Sustainable Hardwood (FSC-certified)

  • Pros – unmatched natural beauty, longevity, durability, quality, supports good forestry management and encourages local communities towards sustainable practices.
  • Cons – may need to be shipped long distances (e.g. tropical species) which contributes to carbon footprint. Certified wood can also be more expensive than traditional sources; not suitable for certain rooms in the house due to vulnerability to heavy moisture and expansion/contraction properties; may need more maintenance and care than other types of flooring.

Reclaimed Wood

  • Pros – re-using material is one of the most environmentally-friendly options; salvaged from old buildings and structures; retaining a bit of history; unique look and character; does not require too much transport energy and costs if using locally-sourced salvaged wood; proven durability.
  • Cons – may also incur carbon costs with transport; can be expensive, depending on the source (buying from an individual can be cheaper); may require a lot of refinishing; can be difficult to install if comes in irregular sizes and shapes.

Cork

  • Pros – comes from the bark of cork oak tree which can survive repeated strippings so completely renewable resource; natural and biodegradable; fantastic properties including thermal and acoustic insulation, natural rot, mildew and fire-resistance, durability due to compressibility and impermeability to liquids; DIY installation if in tile form; soft and warm underfoot.
  • Cons – may not be durable enough for high traffic/heavy wear and tear; may need to be imported long distances so carbon and energy cost; can require adhesives (although damage can be minimized by choosing less toxic types), can be expensive; some cork flooring comes treated with formaldehyde binders – avoid these, as well as cork blended with synthetic rubber and PVC laminates.
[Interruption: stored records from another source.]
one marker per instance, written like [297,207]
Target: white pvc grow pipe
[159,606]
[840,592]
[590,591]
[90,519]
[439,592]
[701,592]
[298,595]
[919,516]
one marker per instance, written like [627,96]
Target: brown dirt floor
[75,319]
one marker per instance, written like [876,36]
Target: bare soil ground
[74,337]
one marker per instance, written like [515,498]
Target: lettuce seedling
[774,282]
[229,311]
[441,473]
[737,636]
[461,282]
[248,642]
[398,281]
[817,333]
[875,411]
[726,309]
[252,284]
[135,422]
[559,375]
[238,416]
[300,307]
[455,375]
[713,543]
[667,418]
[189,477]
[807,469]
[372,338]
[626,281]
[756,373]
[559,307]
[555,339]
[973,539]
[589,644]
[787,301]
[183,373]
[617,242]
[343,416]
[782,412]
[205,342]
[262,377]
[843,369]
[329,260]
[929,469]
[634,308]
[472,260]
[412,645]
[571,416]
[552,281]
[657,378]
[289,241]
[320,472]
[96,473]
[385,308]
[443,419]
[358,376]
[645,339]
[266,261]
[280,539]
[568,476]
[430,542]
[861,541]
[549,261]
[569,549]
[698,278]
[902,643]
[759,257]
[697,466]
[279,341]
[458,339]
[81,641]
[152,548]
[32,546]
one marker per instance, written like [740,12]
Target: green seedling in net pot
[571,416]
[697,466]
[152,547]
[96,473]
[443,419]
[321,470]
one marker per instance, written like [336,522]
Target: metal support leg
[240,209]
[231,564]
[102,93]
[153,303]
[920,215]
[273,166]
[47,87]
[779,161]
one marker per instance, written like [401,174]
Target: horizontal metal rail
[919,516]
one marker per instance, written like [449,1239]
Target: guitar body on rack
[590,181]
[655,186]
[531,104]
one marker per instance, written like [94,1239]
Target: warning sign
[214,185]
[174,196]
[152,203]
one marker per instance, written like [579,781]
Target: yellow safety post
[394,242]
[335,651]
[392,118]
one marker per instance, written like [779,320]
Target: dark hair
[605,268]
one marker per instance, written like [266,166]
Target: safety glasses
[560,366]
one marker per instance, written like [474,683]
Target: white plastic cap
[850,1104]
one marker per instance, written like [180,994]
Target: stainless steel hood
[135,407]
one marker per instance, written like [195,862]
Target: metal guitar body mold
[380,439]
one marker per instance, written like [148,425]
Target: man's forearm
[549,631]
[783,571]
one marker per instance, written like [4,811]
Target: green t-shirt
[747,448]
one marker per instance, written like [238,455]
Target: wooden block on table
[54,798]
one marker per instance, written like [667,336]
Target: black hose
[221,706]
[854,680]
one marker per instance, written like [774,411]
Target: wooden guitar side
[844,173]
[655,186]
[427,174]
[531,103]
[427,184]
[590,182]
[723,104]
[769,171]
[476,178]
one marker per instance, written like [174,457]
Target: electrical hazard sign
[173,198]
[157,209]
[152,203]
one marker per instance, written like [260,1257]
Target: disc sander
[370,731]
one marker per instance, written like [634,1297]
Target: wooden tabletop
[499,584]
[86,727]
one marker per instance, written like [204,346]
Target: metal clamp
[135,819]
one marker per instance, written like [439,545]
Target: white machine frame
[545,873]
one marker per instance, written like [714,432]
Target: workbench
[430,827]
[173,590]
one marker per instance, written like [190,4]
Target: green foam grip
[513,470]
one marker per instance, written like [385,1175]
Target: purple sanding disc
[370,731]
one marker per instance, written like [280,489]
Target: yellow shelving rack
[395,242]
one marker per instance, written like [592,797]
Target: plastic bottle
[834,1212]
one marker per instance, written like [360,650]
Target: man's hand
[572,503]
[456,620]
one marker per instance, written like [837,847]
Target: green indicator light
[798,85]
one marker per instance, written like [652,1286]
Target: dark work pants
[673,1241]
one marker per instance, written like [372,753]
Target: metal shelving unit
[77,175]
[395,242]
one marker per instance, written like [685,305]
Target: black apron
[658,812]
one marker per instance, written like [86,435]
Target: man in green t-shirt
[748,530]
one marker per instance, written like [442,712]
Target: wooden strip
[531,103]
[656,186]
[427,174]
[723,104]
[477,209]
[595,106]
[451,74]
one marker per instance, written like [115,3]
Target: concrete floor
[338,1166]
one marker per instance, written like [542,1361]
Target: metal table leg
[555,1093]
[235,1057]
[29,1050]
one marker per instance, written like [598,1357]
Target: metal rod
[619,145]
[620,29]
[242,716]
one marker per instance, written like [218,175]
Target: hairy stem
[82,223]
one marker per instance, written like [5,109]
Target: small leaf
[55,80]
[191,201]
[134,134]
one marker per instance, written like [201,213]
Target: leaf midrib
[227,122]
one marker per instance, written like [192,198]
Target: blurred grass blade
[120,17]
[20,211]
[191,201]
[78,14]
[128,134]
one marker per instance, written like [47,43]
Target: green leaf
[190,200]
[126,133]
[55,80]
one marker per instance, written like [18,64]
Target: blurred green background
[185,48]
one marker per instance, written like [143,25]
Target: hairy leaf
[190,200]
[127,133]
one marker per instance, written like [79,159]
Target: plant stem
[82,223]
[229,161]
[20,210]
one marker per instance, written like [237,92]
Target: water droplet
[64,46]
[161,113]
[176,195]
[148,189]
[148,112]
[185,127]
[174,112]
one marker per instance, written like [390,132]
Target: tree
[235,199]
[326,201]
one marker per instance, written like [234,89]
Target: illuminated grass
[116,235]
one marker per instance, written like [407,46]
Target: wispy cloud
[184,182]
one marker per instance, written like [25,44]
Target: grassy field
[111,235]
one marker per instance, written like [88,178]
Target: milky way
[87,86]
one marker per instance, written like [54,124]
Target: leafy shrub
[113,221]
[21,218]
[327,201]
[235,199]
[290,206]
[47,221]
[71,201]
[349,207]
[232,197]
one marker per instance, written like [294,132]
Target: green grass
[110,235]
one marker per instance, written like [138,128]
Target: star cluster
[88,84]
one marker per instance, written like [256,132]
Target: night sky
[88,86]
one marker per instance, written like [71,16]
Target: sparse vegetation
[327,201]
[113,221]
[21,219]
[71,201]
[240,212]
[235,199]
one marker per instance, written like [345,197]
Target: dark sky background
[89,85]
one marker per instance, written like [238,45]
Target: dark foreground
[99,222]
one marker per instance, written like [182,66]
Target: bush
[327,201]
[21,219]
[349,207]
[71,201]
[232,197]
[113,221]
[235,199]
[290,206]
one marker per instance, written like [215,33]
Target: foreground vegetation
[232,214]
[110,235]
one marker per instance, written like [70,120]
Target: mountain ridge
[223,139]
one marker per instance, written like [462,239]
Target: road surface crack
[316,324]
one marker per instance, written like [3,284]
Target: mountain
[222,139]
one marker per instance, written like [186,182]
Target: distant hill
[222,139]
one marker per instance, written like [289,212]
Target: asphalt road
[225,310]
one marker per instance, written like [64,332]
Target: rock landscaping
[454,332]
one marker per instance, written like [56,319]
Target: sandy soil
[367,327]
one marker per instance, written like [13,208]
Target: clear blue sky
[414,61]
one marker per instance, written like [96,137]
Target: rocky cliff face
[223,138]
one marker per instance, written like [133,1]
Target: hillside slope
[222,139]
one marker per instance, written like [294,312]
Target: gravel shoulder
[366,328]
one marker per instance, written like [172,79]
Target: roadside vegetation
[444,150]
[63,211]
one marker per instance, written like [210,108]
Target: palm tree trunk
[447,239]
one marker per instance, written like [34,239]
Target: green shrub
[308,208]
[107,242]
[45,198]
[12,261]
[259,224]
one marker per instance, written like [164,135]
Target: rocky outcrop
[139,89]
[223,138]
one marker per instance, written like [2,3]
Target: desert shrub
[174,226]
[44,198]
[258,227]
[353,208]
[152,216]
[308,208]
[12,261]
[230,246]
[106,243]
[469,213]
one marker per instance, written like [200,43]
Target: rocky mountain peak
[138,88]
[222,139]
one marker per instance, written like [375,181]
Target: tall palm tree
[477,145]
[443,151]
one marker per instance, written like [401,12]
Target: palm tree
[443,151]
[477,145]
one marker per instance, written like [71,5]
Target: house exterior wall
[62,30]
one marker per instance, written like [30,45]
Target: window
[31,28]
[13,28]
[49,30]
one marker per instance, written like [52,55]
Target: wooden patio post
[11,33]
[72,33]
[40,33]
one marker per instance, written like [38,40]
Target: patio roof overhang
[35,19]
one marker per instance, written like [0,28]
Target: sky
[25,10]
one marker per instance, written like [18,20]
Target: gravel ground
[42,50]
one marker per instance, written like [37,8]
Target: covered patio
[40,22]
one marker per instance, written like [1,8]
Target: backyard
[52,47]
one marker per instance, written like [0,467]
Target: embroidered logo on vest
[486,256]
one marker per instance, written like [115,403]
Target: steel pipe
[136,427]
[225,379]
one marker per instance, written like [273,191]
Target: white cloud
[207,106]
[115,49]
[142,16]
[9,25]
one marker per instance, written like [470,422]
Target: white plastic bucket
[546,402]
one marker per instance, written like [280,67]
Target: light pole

Also, although it is sustainable, it does take the cork tree 10 years to regenerate bark (and 25 years to reach maturity in the first place) so if not managed properly, demand will exceed supply and it will no longer be sustainable.

Bamboo

  • Pros – a fast-growing grass so truly abundant and sustainable resource (make sure not species required in diet of endangered giant panda); one of strongest and more durable types of natural flooring available (some varieties tougher than hardwood and with higher tensile strength than steel!); natural beauty; relatively low cost.
  • Cons – requires transport from Asia so significant carbon cost; may be treated with pesticides, fungicides and formaldehyde; vulnerable to moisture – can lead to warping and weakening of fibres, so may not be suitable for kitchens, bathrooms and laundries; may scratch easily if not finished correctly and if subjected to high wear and tear (e.g. from dog toenails).

Natural Linoleum

  • Pros – extremely easy maintenance and care; made of natural renewable resources; available in a wide variety of colours and styles; durability – ideal for areas of high traffic/heavy wear & tear; relatively cheap form of flooring; biodegradable so no waste pollution; easy installation – available as clickable floating floor); stain-resistant; warm underfoot.
  • Cons – may contain volatile organic compounds (VOC’s) – especially from linseed oil fumes – which may be problem if occupants chemically sensitive. Adhesives used for installation may also contain toxic chemicals – opt for “green” versions (water-based, low VOC, formaldehyde-free); many brands imported from Europe so associated transport cost.

Whichever type of flooring you choose, always check that the processes and products used in refinishing and installation are also environmentally-friendly as it is no use investing in a sustainable flooring material if it is then refinished and installed with a host of toxic chemicals and using practices that promote pollution, waste and carbon emissions!